Ellen Wernecke: I agree with Leonard to some extent that the texture of Aubrey and Maturin’s world is enriched by their port stops and diminished a little out in the open sea air.

It’s the historical details, not the naval battles, that drew me in, and none more so than the watery bureaucracy in which the British Navy exists. As much as Captain Jack cuts a heroic figure, his other hat is that of a fussy middle manager measuring how much he can get away with when his bosses aren’t looking, while determining to strike the exact right pose in front of the sailors he’s inherited so they will respect and fear him. I’ll never forget how he pauses mid-battle to calculate how much his share of the Norwegian ship the Sophie hopes to tow in will be worth (a fruitless math problem, as it turns out, since the Norwegians survive). It’s a system that cuts both ways—willing to overlook major classes of crimes and meting out almost unbearable punishment for others.

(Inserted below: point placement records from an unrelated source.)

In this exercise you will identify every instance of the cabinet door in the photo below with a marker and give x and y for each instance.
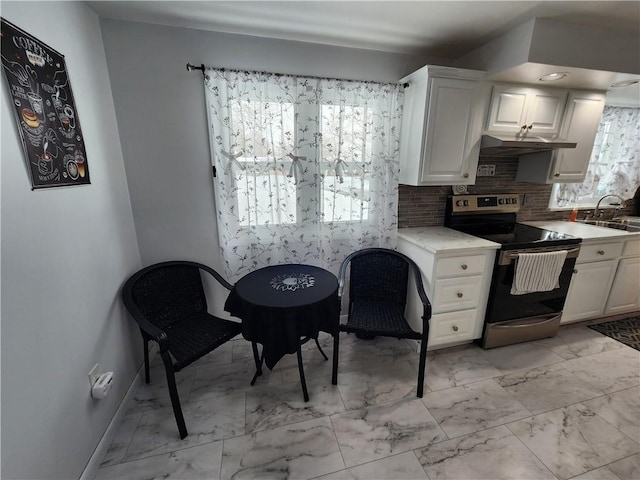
(453, 133)
(625, 292)
(522, 110)
(580, 125)
(507, 112)
(544, 111)
(589, 290)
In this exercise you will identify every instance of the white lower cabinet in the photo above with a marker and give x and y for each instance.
(447, 328)
(588, 291)
(457, 284)
(606, 281)
(625, 291)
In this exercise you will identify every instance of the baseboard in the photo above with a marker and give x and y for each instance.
(100, 452)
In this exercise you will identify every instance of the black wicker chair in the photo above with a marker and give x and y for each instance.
(168, 302)
(377, 298)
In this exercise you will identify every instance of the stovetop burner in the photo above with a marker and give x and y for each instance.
(493, 217)
(518, 235)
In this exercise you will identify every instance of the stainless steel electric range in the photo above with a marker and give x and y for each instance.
(513, 318)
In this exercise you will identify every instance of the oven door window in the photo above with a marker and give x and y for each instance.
(504, 306)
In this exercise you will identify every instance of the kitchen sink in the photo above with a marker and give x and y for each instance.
(616, 224)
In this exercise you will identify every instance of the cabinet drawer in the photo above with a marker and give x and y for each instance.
(457, 293)
(599, 251)
(631, 248)
(452, 327)
(463, 265)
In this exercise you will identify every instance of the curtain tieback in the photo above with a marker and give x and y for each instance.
(296, 169)
(233, 158)
(340, 169)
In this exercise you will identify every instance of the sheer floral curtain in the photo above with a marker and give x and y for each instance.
(615, 162)
(307, 168)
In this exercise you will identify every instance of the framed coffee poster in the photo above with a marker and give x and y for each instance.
(44, 109)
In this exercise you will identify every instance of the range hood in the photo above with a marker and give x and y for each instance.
(512, 146)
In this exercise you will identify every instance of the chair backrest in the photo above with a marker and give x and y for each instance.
(167, 292)
(378, 274)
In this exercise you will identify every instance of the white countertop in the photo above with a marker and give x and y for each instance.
(588, 233)
(442, 239)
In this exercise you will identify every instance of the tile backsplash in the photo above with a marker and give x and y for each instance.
(424, 206)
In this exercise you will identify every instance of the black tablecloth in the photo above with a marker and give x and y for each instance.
(281, 304)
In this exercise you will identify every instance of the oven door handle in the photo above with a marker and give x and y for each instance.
(506, 257)
(528, 322)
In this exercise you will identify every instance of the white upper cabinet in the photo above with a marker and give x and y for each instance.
(522, 110)
(580, 125)
(441, 127)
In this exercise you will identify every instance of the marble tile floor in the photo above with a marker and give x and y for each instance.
(561, 408)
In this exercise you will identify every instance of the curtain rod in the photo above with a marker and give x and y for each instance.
(191, 68)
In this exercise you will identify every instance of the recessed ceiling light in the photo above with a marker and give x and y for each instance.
(624, 83)
(550, 77)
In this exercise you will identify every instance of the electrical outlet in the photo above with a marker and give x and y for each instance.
(528, 200)
(94, 373)
(486, 170)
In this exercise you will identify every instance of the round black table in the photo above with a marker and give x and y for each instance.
(282, 307)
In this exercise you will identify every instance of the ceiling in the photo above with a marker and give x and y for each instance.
(446, 29)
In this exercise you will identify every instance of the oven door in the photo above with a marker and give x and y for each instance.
(503, 306)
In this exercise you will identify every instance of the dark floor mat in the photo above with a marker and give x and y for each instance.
(626, 331)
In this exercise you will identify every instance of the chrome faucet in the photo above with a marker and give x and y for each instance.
(597, 213)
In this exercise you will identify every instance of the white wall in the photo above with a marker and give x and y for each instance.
(163, 128)
(65, 253)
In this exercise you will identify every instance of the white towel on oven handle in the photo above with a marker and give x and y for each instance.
(537, 272)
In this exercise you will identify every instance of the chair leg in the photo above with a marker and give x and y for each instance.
(421, 366)
(145, 344)
(321, 351)
(258, 359)
(173, 393)
(305, 393)
(334, 373)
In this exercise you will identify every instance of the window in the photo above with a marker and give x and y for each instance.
(614, 167)
(307, 168)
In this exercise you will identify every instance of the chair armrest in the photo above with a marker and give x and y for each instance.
(147, 327)
(221, 280)
(426, 304)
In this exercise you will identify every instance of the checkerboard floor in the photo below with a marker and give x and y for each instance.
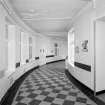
(47, 86)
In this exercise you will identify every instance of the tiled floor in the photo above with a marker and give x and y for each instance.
(48, 85)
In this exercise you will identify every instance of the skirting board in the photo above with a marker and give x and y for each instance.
(10, 94)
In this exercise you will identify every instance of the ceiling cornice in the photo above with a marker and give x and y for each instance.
(8, 8)
(81, 11)
(49, 19)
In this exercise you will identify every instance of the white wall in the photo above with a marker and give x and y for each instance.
(100, 55)
(83, 30)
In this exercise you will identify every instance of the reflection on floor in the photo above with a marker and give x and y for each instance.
(101, 97)
(49, 85)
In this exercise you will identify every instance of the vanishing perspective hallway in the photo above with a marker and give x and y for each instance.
(48, 85)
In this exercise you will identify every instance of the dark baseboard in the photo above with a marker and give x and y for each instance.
(10, 94)
(55, 61)
(49, 56)
(100, 92)
(84, 89)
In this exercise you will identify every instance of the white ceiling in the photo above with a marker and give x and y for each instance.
(50, 17)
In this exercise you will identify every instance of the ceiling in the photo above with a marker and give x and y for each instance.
(49, 17)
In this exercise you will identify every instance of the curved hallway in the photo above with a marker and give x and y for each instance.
(48, 85)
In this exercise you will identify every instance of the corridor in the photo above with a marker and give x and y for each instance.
(48, 85)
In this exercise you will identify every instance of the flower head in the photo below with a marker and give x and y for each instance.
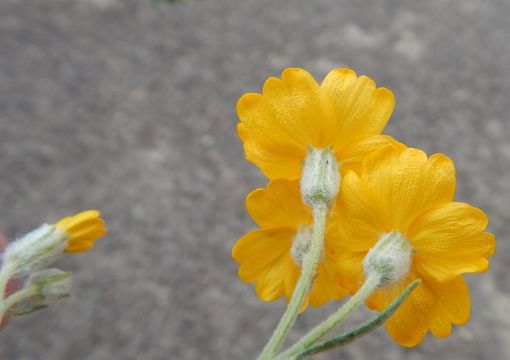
(44, 245)
(271, 256)
(82, 230)
(345, 114)
(403, 192)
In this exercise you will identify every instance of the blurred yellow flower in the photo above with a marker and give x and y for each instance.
(271, 256)
(345, 113)
(404, 191)
(82, 229)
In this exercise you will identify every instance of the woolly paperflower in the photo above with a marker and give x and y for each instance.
(345, 113)
(404, 191)
(82, 230)
(271, 256)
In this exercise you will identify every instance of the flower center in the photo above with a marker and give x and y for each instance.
(390, 258)
(320, 180)
(301, 244)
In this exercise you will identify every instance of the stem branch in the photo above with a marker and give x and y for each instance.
(310, 262)
(320, 330)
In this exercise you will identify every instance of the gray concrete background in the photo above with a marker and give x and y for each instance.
(130, 108)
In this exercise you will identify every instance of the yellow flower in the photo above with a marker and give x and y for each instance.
(271, 255)
(404, 191)
(82, 229)
(345, 113)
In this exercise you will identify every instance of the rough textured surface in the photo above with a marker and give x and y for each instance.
(130, 108)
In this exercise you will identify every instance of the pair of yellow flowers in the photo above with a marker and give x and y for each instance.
(385, 187)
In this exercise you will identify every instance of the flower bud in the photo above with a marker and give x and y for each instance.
(320, 180)
(390, 258)
(42, 246)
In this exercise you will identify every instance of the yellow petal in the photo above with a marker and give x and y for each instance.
(278, 205)
(408, 183)
(352, 155)
(361, 109)
(263, 257)
(431, 306)
(301, 109)
(362, 218)
(452, 307)
(450, 240)
(83, 229)
(278, 126)
(266, 143)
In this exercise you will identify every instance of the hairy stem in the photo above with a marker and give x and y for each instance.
(334, 320)
(310, 262)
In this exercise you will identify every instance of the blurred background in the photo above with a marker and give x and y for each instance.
(130, 107)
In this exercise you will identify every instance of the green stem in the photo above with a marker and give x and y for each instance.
(16, 298)
(320, 330)
(310, 262)
(5, 275)
(364, 328)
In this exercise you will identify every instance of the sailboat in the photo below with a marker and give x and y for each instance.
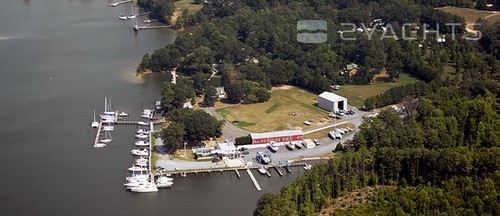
(94, 124)
(132, 16)
(106, 138)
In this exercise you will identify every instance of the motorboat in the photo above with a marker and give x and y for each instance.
(140, 152)
(123, 114)
(274, 146)
(135, 168)
(108, 127)
(94, 124)
(143, 164)
(262, 170)
(141, 143)
(144, 188)
(141, 136)
(99, 145)
(142, 131)
(141, 159)
(143, 123)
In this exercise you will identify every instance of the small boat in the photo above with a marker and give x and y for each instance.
(141, 143)
(141, 159)
(141, 136)
(262, 170)
(140, 152)
(274, 146)
(108, 128)
(123, 114)
(94, 124)
(99, 145)
(144, 188)
(135, 168)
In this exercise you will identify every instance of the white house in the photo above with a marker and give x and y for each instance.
(332, 102)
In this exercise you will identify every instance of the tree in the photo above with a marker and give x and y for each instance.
(144, 63)
(200, 82)
(210, 97)
(173, 135)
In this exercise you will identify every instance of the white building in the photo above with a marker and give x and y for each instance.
(332, 102)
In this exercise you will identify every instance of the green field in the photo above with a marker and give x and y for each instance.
(277, 113)
(356, 94)
(192, 8)
(471, 15)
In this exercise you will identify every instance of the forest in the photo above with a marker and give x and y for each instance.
(253, 45)
(437, 156)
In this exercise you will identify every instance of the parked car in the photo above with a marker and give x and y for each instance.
(317, 142)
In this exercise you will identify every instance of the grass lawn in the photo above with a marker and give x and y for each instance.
(356, 94)
(192, 8)
(277, 113)
(324, 133)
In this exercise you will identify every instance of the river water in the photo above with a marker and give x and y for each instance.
(58, 60)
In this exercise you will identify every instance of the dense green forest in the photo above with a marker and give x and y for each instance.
(255, 42)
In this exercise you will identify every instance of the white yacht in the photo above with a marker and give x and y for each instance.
(94, 124)
(141, 160)
(274, 146)
(141, 143)
(262, 170)
(140, 152)
(99, 145)
(144, 188)
(123, 114)
(142, 123)
(141, 136)
(135, 168)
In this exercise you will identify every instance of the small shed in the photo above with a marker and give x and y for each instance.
(332, 102)
(220, 92)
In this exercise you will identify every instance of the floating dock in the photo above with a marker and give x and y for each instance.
(119, 3)
(98, 134)
(257, 186)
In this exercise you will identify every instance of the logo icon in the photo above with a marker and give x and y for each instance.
(312, 31)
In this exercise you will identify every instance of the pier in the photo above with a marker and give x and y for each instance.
(257, 186)
(143, 27)
(119, 3)
(278, 169)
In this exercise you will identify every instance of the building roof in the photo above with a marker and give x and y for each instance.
(220, 90)
(226, 147)
(331, 96)
(187, 105)
(276, 134)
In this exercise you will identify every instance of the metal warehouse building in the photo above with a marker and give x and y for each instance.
(332, 102)
(278, 137)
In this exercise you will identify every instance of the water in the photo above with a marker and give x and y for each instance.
(58, 59)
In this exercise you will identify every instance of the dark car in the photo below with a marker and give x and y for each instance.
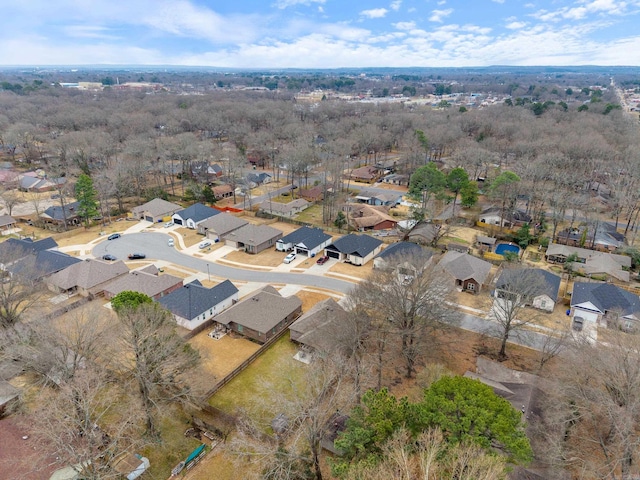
(322, 260)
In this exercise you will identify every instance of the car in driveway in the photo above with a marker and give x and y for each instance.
(322, 260)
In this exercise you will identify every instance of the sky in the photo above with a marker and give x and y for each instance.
(276, 34)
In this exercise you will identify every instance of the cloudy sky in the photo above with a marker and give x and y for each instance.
(320, 33)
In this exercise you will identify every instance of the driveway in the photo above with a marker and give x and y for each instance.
(154, 246)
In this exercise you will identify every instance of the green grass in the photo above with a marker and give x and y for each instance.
(258, 387)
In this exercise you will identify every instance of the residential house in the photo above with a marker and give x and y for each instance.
(543, 283)
(193, 304)
(355, 249)
(144, 281)
(368, 217)
(253, 238)
(58, 215)
(285, 209)
(386, 198)
(591, 262)
(262, 315)
(513, 218)
(468, 272)
(156, 210)
(305, 240)
(87, 278)
(366, 174)
(218, 226)
(192, 216)
(604, 304)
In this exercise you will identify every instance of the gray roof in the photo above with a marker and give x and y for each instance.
(157, 207)
(352, 244)
(261, 311)
(550, 282)
(254, 234)
(463, 266)
(193, 299)
(223, 223)
(87, 274)
(605, 297)
(197, 212)
(310, 237)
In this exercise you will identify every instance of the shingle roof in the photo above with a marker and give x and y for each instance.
(193, 299)
(605, 297)
(197, 212)
(352, 244)
(261, 311)
(463, 266)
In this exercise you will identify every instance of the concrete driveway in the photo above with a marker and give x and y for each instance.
(154, 246)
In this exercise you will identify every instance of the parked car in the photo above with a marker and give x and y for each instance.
(322, 260)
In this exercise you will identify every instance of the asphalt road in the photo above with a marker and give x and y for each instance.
(154, 246)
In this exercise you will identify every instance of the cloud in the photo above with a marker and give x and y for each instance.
(439, 15)
(374, 13)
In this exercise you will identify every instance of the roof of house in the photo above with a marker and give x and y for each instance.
(352, 244)
(254, 234)
(56, 213)
(193, 299)
(404, 249)
(139, 281)
(550, 283)
(463, 266)
(261, 311)
(223, 223)
(308, 236)
(87, 274)
(605, 297)
(197, 212)
(157, 207)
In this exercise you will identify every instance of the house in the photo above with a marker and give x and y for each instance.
(285, 209)
(192, 216)
(513, 218)
(253, 238)
(355, 249)
(262, 315)
(366, 174)
(395, 252)
(87, 278)
(367, 217)
(306, 240)
(58, 215)
(545, 284)
(156, 210)
(468, 272)
(321, 327)
(143, 281)
(591, 262)
(604, 304)
(218, 226)
(386, 198)
(192, 305)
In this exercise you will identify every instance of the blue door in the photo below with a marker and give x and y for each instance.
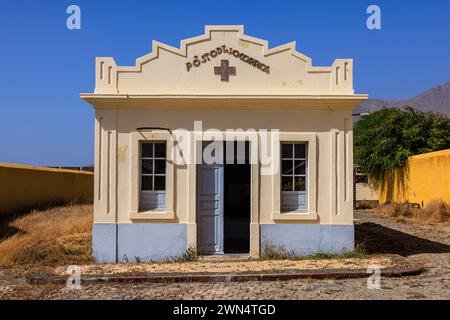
(210, 182)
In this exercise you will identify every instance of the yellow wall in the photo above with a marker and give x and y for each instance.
(24, 187)
(426, 177)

But just when you’d expect this seafaring world to get most barbaric, it flattens out again. Jack’s stay as a prisoner of war above the Desaix seems more like an unanticipated detour than a close encounter with a long-standing enemy, though we don’t see how the crew is doing below decks. Loath as I was to see Aubrey killed, and knowing by virtue of the series that he wouldn’t be, I wondered how the captains could be so placid with each other. They didn’t even fight a duel! Aubrey may be shaping up to be a dangerous man on the water, but he left his real enemies—the captains who outrank him and thus can control his rise within the Navy, including cuckolded Harte—back on shore.